You are more likely to get bitten by a Golden Retriever(The "best family dog" you can have). I rarely see someone draw back in fear when you say Akita but they hold the record for attacks, deaths, and maimings. Then there are small/toy breeds which bite often but go unreported because being small dogs they do less damage. Sorry for the rant but this subject gets under my skin because it shows that people refuse to educate themselves and just fall into an angry mob when given a chance. 


BTW those faces are just adorable in my book.

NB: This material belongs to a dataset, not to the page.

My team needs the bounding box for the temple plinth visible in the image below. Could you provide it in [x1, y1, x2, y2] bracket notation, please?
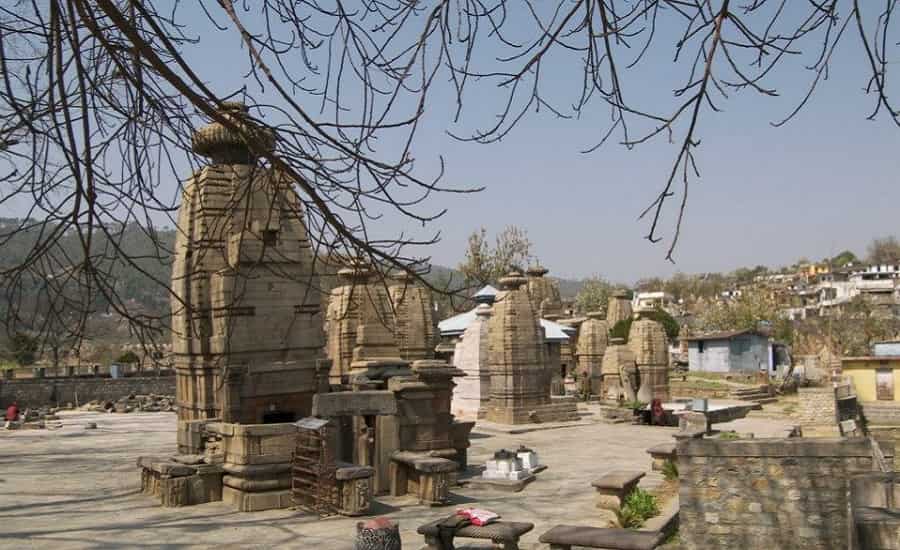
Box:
[628, 310, 669, 403]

I have a gassy Alaskan Malamute and an American Cocker Spaniel that thinks he's a cat.


----------



## shannonpwns

I love pit bulls! They're the only breed I've ever owned for the past 10 years. 
Unfortunately, no matter how sweet my dog is, most people are terrified of him. He gets along well with dogs, cats, children....he's never ever been aggressive in any way. We have gotten a few notes on our door from some one saying how scared they are to even walk past my house knowing he's in there and may "attack at any moment" lol. Someone has told me they feared for my sons life when they saw me walking my toddler and my dog down the street together (both on leashes lol)...she actually yelled that at me from her window. My dog was viscously attacked at the dog park and didnt defend himself, and everyone blamed him, just because of his breed and I was bullied out of the park and asked not to bring him anymore. 

This is my boy Poker, he's a 7 yr old blue nose Am Pit Bull Terrier.


----------



## Polkadot

WOW those dogs are all so cute! Pitbulls aren't as common here in Australia,but at the dog park my beautiful dogs and I have met a few and they were all lovely.Staffy type dogs always seem to get a bad rep,but I have always found Staffy type dogs to be really friendly and sweet.99% of Staffy type breeds we have met have been just lovely.In my own experience/encounters I am alot more wary of a few other breeds than I am of the Staffy breeds.


----------



## bettabumx

percyfyshshelley said:


> Awww! Cuties! I love Pitts! *seizes opportunity to post pix of her own dogs*
> Here's one of my bad-reputation dogs, my sweet Rottie, Blossom.


I love Rotties as well, I've never met a Rottie I didn't want to cuddle! Blossom is such a cutie.


----------



## bettabumx

Midori said:


> Because to many aggressive people want them, and then don't train them. For some reason they've become a 'tough guy image' accessory. I personally would only have one if we had an acre of land. They're very sweet dogs but a very high energy. But most of the them are super sweet and only need their energy drained, which I think causes people to mistake them being aggressive. Because they're so enthusiastic about everything.
> 
> Honestly my Lhasa Apso is more of a 'bad dog' then most pitts or bad rep dogs are. But all people want to do with Momo is cuddle him or pet him. Which if he doesn't like you and you come at him he'll tell you he'll rip your face off if you don't back off. Then do it if you don't get the hint.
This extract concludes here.